Three influences on Japanese gardens, “No.3: Buddhism.”

Three schools of thought have influenced Japanese gardens. The third influential thought is Buddhism. Buddhism was founded by the Buddha between the 4th and 6th centuries B.C. and came to Japan around the 6th century. The influence of Buddhism on Japan was so great that many Japanese gardens have designs of Buddhist origin.
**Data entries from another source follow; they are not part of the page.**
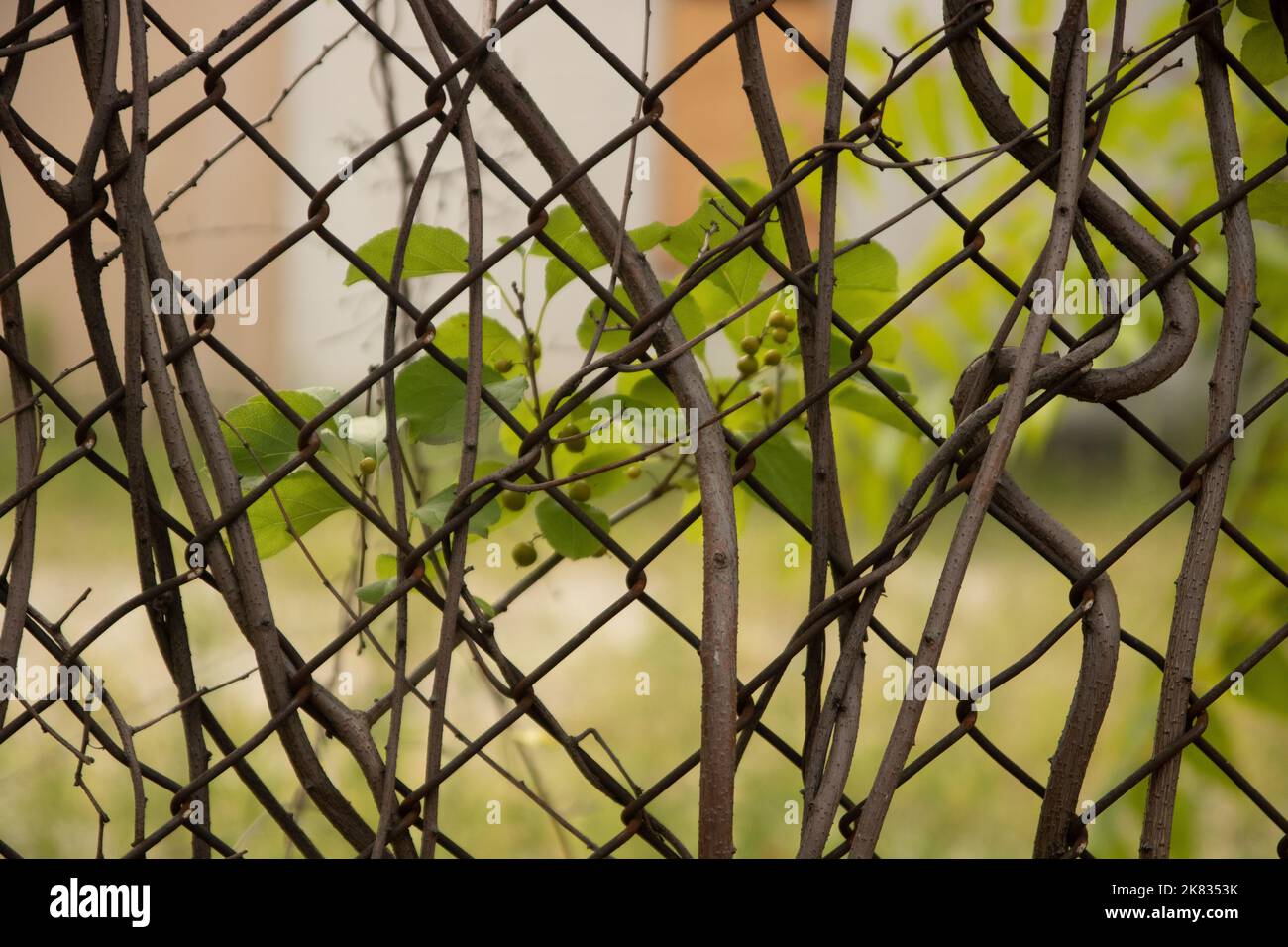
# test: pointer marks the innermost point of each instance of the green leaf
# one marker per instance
(266, 431)
(1263, 53)
(1225, 11)
(433, 514)
(430, 250)
(307, 499)
(741, 277)
(603, 483)
(784, 467)
(644, 386)
(565, 534)
(581, 247)
(374, 592)
(866, 266)
(386, 579)
(1270, 202)
(864, 399)
(433, 399)
(498, 343)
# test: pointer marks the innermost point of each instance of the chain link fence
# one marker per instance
(204, 536)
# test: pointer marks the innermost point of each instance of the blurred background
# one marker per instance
(1086, 467)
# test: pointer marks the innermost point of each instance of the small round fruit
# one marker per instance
(578, 441)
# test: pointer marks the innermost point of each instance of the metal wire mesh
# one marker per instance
(733, 710)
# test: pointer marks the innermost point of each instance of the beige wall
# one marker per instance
(210, 234)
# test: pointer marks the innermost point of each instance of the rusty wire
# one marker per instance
(970, 463)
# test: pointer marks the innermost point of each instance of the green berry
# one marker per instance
(578, 442)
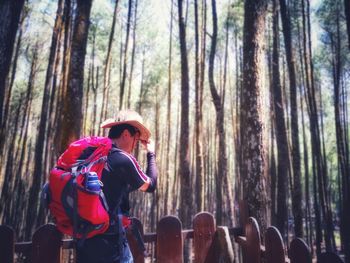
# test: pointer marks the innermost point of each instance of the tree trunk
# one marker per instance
(41, 136)
(347, 16)
(252, 166)
(107, 67)
(217, 100)
(296, 191)
(10, 12)
(123, 80)
(72, 111)
(281, 132)
(8, 94)
(184, 162)
(133, 50)
(198, 119)
(169, 124)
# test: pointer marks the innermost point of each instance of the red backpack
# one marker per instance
(75, 197)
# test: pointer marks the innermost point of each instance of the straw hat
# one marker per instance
(129, 117)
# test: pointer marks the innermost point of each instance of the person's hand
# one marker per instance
(148, 146)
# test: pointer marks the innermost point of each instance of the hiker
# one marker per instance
(121, 175)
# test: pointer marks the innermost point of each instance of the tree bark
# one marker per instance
(123, 80)
(169, 124)
(10, 12)
(347, 16)
(198, 119)
(252, 166)
(107, 67)
(184, 162)
(281, 132)
(296, 191)
(72, 111)
(218, 103)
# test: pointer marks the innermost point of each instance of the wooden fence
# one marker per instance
(211, 243)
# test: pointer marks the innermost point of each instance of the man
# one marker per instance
(122, 174)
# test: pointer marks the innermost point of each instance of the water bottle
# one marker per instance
(92, 184)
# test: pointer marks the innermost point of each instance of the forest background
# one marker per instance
(244, 99)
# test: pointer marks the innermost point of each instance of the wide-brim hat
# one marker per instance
(129, 117)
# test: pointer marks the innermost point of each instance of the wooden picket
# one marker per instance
(274, 248)
(211, 243)
(7, 244)
(169, 240)
(204, 227)
(136, 250)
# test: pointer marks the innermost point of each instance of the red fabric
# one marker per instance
(89, 205)
(126, 221)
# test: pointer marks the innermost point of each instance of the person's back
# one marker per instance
(122, 174)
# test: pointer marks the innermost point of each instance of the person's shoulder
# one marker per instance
(118, 155)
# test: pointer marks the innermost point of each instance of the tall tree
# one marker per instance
(296, 191)
(126, 45)
(281, 132)
(184, 161)
(347, 16)
(252, 164)
(10, 12)
(199, 118)
(221, 172)
(169, 98)
(107, 66)
(72, 108)
(41, 138)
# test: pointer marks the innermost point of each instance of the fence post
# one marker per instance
(7, 244)
(274, 248)
(46, 245)
(204, 230)
(169, 240)
(251, 251)
(326, 257)
(225, 244)
(299, 252)
(134, 241)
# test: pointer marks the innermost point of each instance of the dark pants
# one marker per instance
(103, 248)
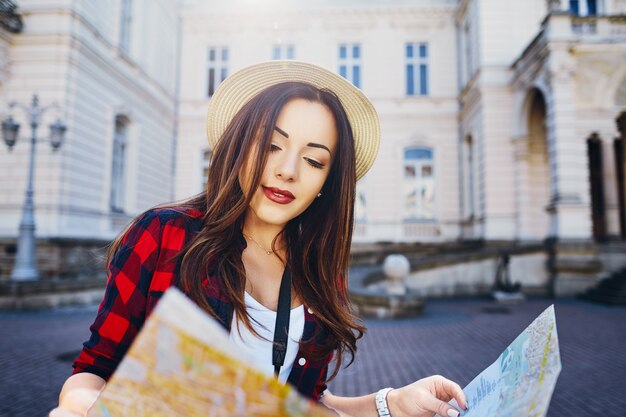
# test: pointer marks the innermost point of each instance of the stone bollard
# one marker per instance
(396, 268)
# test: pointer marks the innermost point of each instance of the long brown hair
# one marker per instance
(317, 241)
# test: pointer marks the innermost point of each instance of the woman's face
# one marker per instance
(302, 150)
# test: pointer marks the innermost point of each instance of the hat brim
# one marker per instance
(234, 92)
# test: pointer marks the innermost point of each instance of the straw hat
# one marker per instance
(243, 85)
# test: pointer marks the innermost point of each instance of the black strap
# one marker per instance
(281, 331)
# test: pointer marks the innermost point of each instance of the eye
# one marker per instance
(314, 163)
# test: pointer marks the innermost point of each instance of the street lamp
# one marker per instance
(25, 267)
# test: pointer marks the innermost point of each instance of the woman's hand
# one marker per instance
(425, 398)
(75, 403)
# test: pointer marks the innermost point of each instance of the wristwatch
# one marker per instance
(381, 402)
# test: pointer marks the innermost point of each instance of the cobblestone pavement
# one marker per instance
(455, 338)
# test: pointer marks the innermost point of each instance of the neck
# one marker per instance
(263, 233)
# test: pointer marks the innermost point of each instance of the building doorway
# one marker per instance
(620, 163)
(537, 219)
(596, 180)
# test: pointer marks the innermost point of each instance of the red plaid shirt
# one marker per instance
(142, 269)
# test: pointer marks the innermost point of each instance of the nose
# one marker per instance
(287, 166)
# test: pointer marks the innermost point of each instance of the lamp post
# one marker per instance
(25, 266)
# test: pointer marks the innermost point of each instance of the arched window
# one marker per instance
(468, 175)
(118, 164)
(418, 184)
(126, 18)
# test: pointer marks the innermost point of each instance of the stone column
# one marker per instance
(608, 134)
(522, 192)
(570, 211)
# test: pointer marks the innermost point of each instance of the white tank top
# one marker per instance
(264, 321)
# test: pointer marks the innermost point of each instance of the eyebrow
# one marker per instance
(311, 144)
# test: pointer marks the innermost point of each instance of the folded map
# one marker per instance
(182, 364)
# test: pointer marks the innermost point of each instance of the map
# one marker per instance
(520, 383)
(182, 364)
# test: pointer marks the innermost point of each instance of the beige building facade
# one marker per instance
(491, 111)
(111, 66)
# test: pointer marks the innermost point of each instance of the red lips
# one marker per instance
(277, 195)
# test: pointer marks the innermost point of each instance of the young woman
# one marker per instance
(289, 141)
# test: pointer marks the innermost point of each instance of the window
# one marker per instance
(217, 68)
(350, 63)
(118, 172)
(418, 184)
(283, 52)
(469, 64)
(125, 22)
(468, 178)
(584, 7)
(205, 164)
(416, 69)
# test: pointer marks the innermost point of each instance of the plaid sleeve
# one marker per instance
(123, 309)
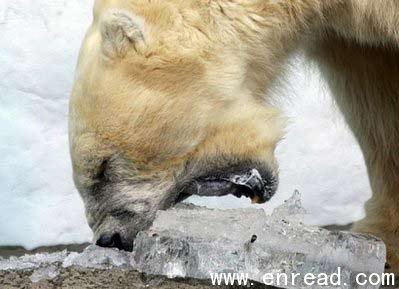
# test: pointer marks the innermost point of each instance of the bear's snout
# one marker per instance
(115, 240)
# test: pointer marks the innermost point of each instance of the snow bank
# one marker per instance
(39, 44)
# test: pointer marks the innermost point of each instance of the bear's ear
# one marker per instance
(121, 31)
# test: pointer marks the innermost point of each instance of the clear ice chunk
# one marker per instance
(45, 273)
(195, 242)
(31, 261)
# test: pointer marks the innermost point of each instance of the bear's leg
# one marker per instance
(365, 83)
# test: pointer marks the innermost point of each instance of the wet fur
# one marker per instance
(168, 89)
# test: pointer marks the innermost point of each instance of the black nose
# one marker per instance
(114, 240)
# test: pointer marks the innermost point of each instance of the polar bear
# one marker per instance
(169, 100)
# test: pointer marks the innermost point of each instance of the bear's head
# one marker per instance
(168, 102)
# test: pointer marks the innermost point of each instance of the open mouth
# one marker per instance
(250, 184)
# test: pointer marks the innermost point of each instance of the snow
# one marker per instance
(39, 44)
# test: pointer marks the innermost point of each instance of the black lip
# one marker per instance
(260, 186)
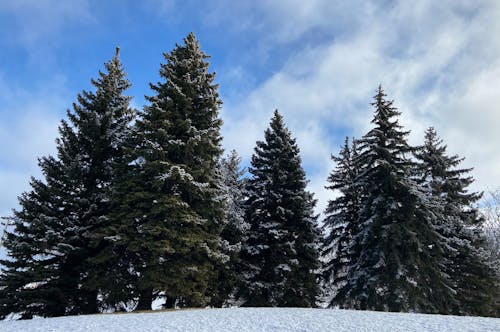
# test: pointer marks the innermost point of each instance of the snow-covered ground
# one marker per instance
(256, 319)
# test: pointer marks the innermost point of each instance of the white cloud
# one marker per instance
(438, 60)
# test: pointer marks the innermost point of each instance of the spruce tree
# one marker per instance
(341, 217)
(50, 243)
(397, 250)
(458, 221)
(280, 255)
(234, 229)
(167, 205)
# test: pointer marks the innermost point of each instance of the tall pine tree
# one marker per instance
(280, 256)
(341, 217)
(234, 229)
(168, 208)
(50, 244)
(458, 221)
(398, 252)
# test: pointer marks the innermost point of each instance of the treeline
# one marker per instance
(142, 205)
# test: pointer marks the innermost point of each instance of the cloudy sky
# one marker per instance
(319, 62)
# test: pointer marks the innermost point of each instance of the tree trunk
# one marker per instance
(169, 302)
(145, 299)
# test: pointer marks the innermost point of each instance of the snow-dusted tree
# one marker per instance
(341, 217)
(50, 243)
(397, 250)
(168, 207)
(234, 229)
(460, 224)
(280, 255)
(491, 226)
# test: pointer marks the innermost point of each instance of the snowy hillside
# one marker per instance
(256, 319)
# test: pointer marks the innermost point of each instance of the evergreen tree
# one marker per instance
(458, 221)
(341, 216)
(167, 204)
(50, 244)
(280, 256)
(398, 252)
(234, 229)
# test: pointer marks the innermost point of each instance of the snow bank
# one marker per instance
(256, 319)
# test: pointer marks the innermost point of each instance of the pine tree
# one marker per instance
(50, 243)
(167, 205)
(458, 221)
(398, 252)
(341, 216)
(234, 229)
(280, 256)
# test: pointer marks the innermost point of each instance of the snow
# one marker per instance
(256, 319)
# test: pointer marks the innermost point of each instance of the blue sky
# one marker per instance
(319, 62)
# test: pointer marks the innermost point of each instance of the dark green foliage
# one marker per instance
(280, 256)
(397, 251)
(50, 244)
(167, 204)
(233, 231)
(341, 217)
(458, 221)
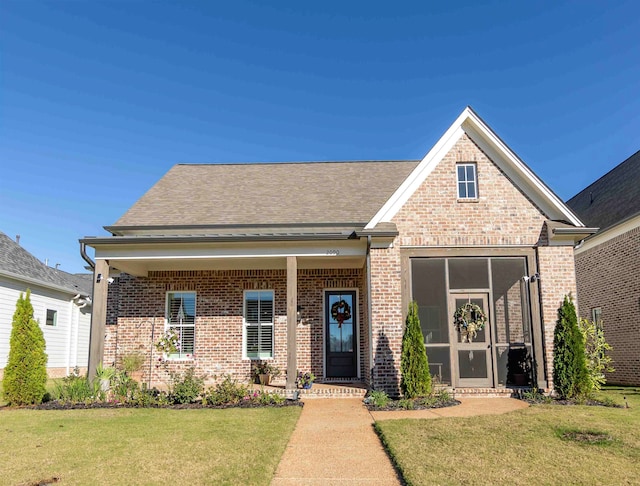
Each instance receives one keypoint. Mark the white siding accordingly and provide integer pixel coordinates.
(61, 346)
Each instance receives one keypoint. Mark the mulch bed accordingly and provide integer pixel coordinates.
(57, 405)
(394, 405)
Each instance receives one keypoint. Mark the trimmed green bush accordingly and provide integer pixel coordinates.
(25, 376)
(570, 375)
(596, 353)
(414, 366)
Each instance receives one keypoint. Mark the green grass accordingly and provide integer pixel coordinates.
(531, 446)
(144, 446)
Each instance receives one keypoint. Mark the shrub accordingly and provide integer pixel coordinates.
(25, 375)
(596, 348)
(570, 376)
(186, 387)
(416, 379)
(378, 398)
(78, 389)
(123, 387)
(227, 392)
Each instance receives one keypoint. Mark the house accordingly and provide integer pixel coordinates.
(313, 265)
(61, 304)
(608, 264)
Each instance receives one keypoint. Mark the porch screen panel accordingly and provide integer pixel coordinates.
(181, 316)
(429, 290)
(259, 324)
(468, 273)
(512, 321)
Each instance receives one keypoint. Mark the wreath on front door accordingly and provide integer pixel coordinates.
(341, 311)
(469, 319)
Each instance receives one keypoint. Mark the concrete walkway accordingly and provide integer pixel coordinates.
(334, 442)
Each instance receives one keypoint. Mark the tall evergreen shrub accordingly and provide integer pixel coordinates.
(570, 375)
(416, 379)
(25, 376)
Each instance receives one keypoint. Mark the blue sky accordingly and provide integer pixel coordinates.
(98, 99)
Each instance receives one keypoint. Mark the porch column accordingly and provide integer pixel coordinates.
(98, 315)
(292, 320)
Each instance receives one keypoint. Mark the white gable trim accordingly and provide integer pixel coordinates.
(468, 122)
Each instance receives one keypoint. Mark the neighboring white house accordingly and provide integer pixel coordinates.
(61, 304)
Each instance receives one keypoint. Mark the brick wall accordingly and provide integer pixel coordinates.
(502, 216)
(219, 305)
(558, 278)
(608, 277)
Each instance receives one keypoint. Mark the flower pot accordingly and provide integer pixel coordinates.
(264, 379)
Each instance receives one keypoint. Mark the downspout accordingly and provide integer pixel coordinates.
(85, 257)
(369, 307)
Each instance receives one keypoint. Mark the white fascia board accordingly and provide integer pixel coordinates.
(609, 234)
(468, 122)
(327, 248)
(41, 283)
(419, 174)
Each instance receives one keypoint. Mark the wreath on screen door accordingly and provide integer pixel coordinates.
(341, 311)
(468, 320)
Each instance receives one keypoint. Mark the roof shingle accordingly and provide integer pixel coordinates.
(612, 198)
(268, 193)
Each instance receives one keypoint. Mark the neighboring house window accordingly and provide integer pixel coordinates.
(596, 315)
(181, 316)
(52, 317)
(467, 182)
(258, 324)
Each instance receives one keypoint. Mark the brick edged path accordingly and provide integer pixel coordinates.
(334, 444)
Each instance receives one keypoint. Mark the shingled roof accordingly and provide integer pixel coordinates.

The photo shows the Japanese garden, which is said to be inspired by the Buddhist worldview of a microcosm. In the Buddhist worldview, there is a high mountain called Mount Sumeru, which rises at the center of the world. Seven layers of mountains surround this mountain, with seven seas between the mountains, and the outermost sea is surrounded by Mount Tetsuenzan. The nine mountains and eight oceans surrounding Mount Sumeru are called the Nine Mountains and Eight Oceans. The stone at the top of the mountain represents Mount Sumeru. The many stones in the middle of the mountain represent the nine mountains and eight seas.

Japanese gardens incorporate the Buddhist worldview, and are filled with wishes for peace, salvation, and happiness in the world. Throughout its long history, Japanese gardens have reflected the circumstances of their times. In every age, ideologies have changed, but they have always depicted an ideal world in which people prayed for happiness.